Police in London say thirty-six arrests have been made by officers policing the protest gatherings in and around central London on Saturday.
In a statement, Scotland Yard said the arrests were majorly for breaching COVID-19 protocols.
The #EndTheLockdown protests occurred and thousands of demonstrators gathered after more than 60 Members of Parliament called on home secretary, Priti Patel to ease coronavirus restrictions for protests.
Under current restrictions, it is unlawful for groups to gather for protests and police warned people on Saturday not to head to central London for planned demonstrations, including the anti-lockdown protest.
According to the police statement, a significant number of officers from across the Metropolitan Police were part of the policing operation, with many re-directed from frontline duties in local communities.
“While the large majority of people in attendance caused no trouble, officers did encounter pockets of disorder with crowds throwing bottles and other missiles and a number of officers were assaulted,” the statement read in part.
Deputy Assistant Commissioner Laurence Taylor, who led today’s policing operation, said: “This was another challenging day for our officers and I would like to thank them for their professionalism.
“Throughout the day, officers sought first to engage with people who had gathered to explain that their actions were unlawful under the COVID-19 regulations, and encouraged them to go home to help protect themselves and others during this public health crisis.
“Where this approach did not work and officers were met with hostility, police enforced the regulations and made arrests.

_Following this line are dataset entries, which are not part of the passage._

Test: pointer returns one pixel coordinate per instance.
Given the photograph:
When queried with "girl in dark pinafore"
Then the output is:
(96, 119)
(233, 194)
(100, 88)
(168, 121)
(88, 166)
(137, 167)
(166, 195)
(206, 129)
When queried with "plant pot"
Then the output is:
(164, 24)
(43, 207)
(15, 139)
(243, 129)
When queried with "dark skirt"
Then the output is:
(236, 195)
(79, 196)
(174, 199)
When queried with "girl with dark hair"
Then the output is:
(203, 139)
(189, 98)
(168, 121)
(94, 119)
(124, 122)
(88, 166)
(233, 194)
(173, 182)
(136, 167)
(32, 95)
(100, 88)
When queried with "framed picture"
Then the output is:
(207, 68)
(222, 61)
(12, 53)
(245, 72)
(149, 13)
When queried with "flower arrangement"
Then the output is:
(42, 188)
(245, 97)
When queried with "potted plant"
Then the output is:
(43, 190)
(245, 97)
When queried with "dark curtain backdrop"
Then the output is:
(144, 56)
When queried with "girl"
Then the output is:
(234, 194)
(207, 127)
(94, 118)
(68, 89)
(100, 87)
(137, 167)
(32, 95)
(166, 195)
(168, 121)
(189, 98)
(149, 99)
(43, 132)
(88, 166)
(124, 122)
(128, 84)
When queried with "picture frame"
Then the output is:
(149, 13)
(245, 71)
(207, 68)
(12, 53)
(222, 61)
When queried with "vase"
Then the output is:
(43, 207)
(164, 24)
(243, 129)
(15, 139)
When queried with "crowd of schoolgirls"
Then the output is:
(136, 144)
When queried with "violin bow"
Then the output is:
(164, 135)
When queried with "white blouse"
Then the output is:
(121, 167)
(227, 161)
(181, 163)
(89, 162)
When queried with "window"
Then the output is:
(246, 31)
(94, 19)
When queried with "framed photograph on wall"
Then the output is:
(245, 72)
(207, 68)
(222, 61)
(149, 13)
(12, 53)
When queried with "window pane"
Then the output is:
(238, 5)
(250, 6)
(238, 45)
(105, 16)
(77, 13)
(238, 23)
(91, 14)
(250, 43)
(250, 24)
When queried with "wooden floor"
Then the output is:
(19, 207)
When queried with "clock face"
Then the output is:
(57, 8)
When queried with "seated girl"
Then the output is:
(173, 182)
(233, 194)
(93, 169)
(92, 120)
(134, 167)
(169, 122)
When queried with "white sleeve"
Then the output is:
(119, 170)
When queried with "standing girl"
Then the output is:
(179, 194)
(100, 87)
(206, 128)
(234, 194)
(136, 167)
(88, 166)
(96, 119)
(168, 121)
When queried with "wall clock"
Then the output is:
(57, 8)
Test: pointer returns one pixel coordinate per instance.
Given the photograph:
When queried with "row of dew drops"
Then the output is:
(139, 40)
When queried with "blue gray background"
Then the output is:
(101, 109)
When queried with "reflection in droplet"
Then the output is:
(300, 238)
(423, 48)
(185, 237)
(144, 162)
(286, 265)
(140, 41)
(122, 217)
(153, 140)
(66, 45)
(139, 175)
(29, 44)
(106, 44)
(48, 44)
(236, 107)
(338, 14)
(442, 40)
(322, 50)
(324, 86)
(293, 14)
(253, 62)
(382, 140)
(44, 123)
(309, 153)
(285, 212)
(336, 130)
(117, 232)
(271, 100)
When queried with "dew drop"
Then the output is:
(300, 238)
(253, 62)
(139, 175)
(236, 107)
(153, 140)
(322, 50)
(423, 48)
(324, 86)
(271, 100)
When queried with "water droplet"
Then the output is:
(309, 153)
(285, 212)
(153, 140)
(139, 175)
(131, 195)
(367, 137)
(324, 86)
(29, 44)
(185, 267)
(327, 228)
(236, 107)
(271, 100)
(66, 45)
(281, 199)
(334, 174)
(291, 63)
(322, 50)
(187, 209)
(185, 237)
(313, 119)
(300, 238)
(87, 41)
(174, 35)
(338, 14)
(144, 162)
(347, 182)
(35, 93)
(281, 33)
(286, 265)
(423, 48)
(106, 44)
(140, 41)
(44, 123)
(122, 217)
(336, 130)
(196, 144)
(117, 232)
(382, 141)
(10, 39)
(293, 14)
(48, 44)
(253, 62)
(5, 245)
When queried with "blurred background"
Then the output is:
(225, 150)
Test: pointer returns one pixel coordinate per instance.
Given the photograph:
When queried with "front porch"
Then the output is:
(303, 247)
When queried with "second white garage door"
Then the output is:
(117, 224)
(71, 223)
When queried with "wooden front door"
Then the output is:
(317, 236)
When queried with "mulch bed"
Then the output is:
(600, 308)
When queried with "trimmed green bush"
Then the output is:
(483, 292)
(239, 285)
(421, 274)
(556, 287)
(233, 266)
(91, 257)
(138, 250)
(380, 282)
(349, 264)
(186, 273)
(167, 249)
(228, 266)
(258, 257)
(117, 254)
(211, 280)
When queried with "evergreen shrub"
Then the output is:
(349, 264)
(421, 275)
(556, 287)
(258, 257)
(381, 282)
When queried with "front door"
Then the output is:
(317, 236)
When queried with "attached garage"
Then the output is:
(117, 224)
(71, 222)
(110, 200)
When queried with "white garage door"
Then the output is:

DAC Taylor added: “We once again saw police come under fire from missiles thrown by people in crowds, and several were injured as a result of targeted assaults. It is totally unacceptable and saddening that officers enforcing regulations that are there to protect us all were the victims of violent attacks. I wish them a speedy recovery.
“Many of those on duty in central London today should have been in their local communities dealing with violent crime and other local issues, but they played a role in reducing the risk of COVID-19 spreading by dispersing crowds.”